Construction of a synchronous condenser and flywheel at Welsh Power’s Rassau site in Ebbw Vale has begun.

This asset will play a key role in our new approach to mananaging the stability of the electricity system – with different parties providing stability without having to provide electricity – allowing more renewable generation to operate and ensuring system stability at lower costs.

Welsh Power was awarded a contract to provide stability services earlier this year and expects the new plant to be operational by autumn 2021.

What’s the new approach?

Historically, grid stability had been maintained by large, predominantly fossil fuel power plants with large, spinning synchronous generator.

These traditional plants are being phased out and renewable generators like wind and solar connect to the grid in a different way, without the same stabilising properties - so we’re exploring new ways to manage stability.

The Rassau synchronous condenser and flywheel technology will provides inertia and short circuit level to further strengthen the grid as well as reactive power for voltage control in the South West region.
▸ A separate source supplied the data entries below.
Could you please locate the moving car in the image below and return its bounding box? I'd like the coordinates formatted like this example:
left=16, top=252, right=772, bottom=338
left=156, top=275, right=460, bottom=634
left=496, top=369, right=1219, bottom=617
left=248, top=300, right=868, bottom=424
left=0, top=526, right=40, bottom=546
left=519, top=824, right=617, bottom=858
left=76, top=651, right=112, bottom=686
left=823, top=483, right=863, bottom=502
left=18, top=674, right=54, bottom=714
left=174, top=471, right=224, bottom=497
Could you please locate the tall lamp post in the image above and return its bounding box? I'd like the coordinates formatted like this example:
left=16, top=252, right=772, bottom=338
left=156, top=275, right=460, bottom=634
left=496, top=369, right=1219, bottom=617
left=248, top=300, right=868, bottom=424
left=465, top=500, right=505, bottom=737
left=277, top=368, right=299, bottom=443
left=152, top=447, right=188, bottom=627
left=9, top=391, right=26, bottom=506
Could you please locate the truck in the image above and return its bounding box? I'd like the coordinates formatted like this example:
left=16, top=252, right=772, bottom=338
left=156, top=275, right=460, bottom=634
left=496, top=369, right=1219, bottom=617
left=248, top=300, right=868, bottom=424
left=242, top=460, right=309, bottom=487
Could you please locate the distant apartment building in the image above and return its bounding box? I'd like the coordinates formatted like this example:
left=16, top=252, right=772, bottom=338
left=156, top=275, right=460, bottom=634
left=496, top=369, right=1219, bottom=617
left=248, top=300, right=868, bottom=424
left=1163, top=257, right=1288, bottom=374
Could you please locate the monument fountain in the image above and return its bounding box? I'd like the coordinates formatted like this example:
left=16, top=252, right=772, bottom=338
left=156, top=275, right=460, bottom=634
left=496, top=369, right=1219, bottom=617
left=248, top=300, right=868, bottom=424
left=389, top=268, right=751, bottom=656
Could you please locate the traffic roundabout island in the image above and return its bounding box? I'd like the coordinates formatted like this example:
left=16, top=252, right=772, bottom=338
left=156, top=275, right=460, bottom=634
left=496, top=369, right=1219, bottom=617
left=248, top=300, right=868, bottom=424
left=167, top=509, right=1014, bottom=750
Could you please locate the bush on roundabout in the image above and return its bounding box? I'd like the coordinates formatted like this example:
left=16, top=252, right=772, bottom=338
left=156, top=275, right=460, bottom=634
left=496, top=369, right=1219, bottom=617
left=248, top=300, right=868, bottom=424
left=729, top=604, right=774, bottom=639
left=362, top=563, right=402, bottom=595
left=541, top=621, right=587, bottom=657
It’s the latest development in our Stability pathfinder project, following Drax’s hydroelectric pumped storage plant in Cruachan – a facility built inside a hollowed-out mountain in the Scottish highlands – which started providing these vital stability services in July, without generating unnecessary electricity.

How is this boosting Britain’s zero carbon ambition?

We’re preparing Britain’s electricity system to be able to run on purely zero-carbon electricity by 2025 – ready to accommodate whatever quantity of renewable electricity is being generated at that time.

These stability services are a crucial piece of the puzzle towards 2025, which will in turn play a role in meeting the government’s 2050 net zero ambition.

Our pathfinder is bringing the stabilising ingredients we need to the grid, and will help us to harness all of the available renewable power. That means we’ll be much less likely to need to pay renewable generators to reduce their output to make room for power stations that can bring us stability – a saving that is passed on to electricity consumers.

This new thinking – and our new approach to boosting the resilience of our electricity system – is bringing us a big step towards achieving our zero carbon goals.